Here's an in-situ shot.  I will try to get some closer images this weekend...


----------



## Tom (18 Feb 2011)

George Farmer said:
			
		

> It's had a re-scape but I've kept the Sumatra wood that's now nicely covered in Java moss - the original and best moss IMHO (only because it's the only moss I've grown!)



I'll agree with that! Keep it trimmed and it's nice and compact


----------



## Mark Evans (18 Feb 2011)

*Re: George's Nano - 6 month update!*

I saw this last week, and looks frickin awesome. The moss was so deep green


----------



## Antoni (18 Feb 2011)

*Re: George's Nano - 6 month update!*

Looks very nice, George! I like it! Cant wait for closer shot


----------



## Piece-of-fish (18 Feb 2011)

*Re: George's Nano - 6 month update!*

Cant believe that is Java moss.
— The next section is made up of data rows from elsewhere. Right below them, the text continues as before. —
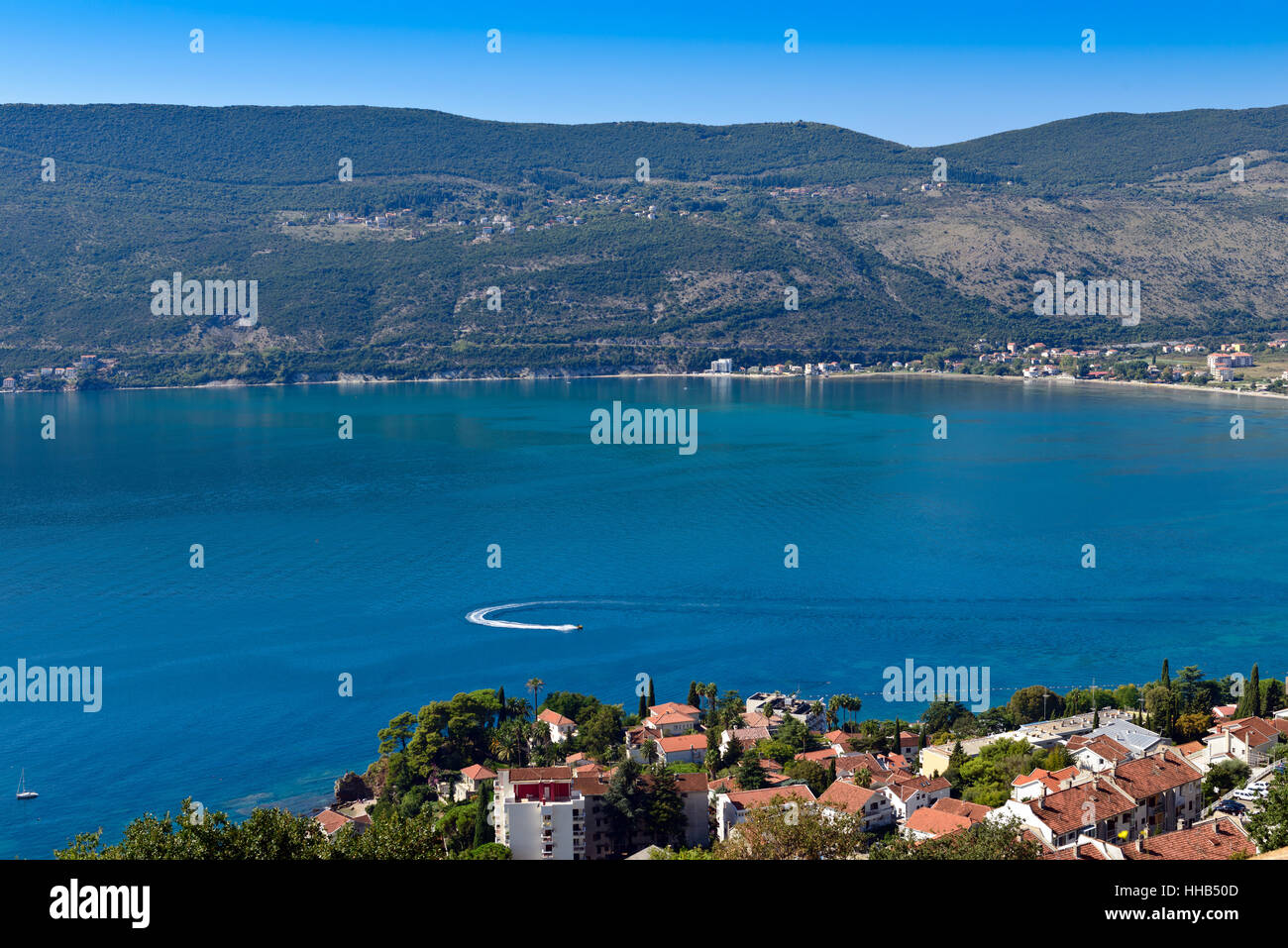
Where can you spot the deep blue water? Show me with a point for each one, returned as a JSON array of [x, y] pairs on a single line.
[[364, 557]]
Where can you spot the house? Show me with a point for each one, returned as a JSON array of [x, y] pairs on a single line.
[[1096, 754], [333, 822], [934, 759], [733, 807], [1247, 740], [1219, 839], [802, 708], [945, 815], [928, 823], [975, 813], [1095, 807], [682, 749], [1166, 788], [561, 728], [745, 737], [841, 741], [851, 764], [673, 717], [1042, 782], [871, 805], [910, 793], [1138, 741], [472, 777]]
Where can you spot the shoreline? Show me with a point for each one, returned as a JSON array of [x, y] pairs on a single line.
[[1050, 380]]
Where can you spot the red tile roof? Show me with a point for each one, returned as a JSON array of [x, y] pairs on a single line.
[[1218, 840], [845, 796], [531, 775], [961, 807], [1067, 810], [683, 742], [751, 798], [671, 706], [555, 717], [330, 820], [934, 822], [1155, 773]]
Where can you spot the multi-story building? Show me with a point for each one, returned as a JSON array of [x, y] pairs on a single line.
[[539, 814], [550, 813]]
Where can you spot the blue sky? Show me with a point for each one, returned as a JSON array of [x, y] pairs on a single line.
[[917, 72]]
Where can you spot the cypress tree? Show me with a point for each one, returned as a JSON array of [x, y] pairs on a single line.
[[483, 830]]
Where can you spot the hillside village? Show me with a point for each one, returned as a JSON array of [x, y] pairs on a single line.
[[1111, 789]]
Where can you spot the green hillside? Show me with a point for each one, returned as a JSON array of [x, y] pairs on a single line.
[[738, 215]]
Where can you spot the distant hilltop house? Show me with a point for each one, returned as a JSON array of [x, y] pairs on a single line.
[[331, 822], [1229, 360], [561, 728]]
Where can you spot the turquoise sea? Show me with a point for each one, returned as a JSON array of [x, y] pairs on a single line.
[[325, 556]]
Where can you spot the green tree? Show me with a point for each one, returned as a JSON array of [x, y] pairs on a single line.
[[1269, 826], [535, 686], [1224, 777], [750, 775], [986, 840], [1034, 703], [398, 733], [790, 830], [483, 830]]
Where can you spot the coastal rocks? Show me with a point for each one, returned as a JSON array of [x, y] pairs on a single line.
[[352, 788]]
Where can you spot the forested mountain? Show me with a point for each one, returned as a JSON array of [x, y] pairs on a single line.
[[596, 269]]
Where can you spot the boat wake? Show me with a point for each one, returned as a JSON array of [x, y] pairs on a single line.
[[482, 617]]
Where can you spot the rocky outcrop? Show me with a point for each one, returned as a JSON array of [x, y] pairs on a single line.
[[352, 788]]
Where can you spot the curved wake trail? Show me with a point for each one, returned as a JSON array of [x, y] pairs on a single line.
[[481, 617]]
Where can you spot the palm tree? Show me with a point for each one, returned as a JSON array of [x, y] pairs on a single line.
[[535, 685]]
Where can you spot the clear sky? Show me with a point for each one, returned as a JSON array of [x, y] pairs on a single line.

Looks so great


----------



## George Farmer (20 Feb 2011)

*Re: George's Nano - 6 month update!*

Hi all,

As promised, here's some closer shots.  I had a spare hour or so this morning so took the opportunity of using a studio flash.  It's only a cheap 150w Interfit jobby, but it's ample for this little tank.  

Here you can make out the flash head over the top of the open tank.




A close-up of the mish-mash of plants, including _Hydrocotyle sp. 'Japan_' courtesy of Tobi's visit to the ADA NA Gallery in Japan.




One of the 'lesser' grade cherries on a _C.wendtii "brown"_ leaf




Taken from the top of the open tank, rather than through glass.  _Hygrophila pinnatifida_ attached to the wood and moss.  This plant is very slow growing, despite being so near the light.  Maybe it prefers a nutrient-rich substrate?




The CO2 diffuser that comes with the Fluval 88g pressurised kit.  I'm really impressed, as the mist is fine and bubbles are emitted from 100% of the surface.




That's all for now.  Hopefully I'll update again before another six months have passed!


----------



## Tom (20 Feb 2011)

*Re: George's Nano - now with studio lighting shots!*

I really like this new Hydrocotyle you and Mark have!! The Crypts are looking very nice too

Tom


----------



## George Farmer (20 Feb 2011)

*Re: George's Nano - now with studio lighting shots!*



			
				Tom said:
			
		

> I really like this new Hydrocotyle you and Mark have!! The Crypts are looking very nice too
> 
> Tom


Thanks, Tom!   

I think Mark will have some spare Hydrocotyle before me!  It's growing very slowly in here.  I've tested the PAR at the substrate and it's barely 10 umol.  I'm surprised the hairgrass is growing at all to be honest.  Maybe I should invest in a new bulb - it's three years-old now!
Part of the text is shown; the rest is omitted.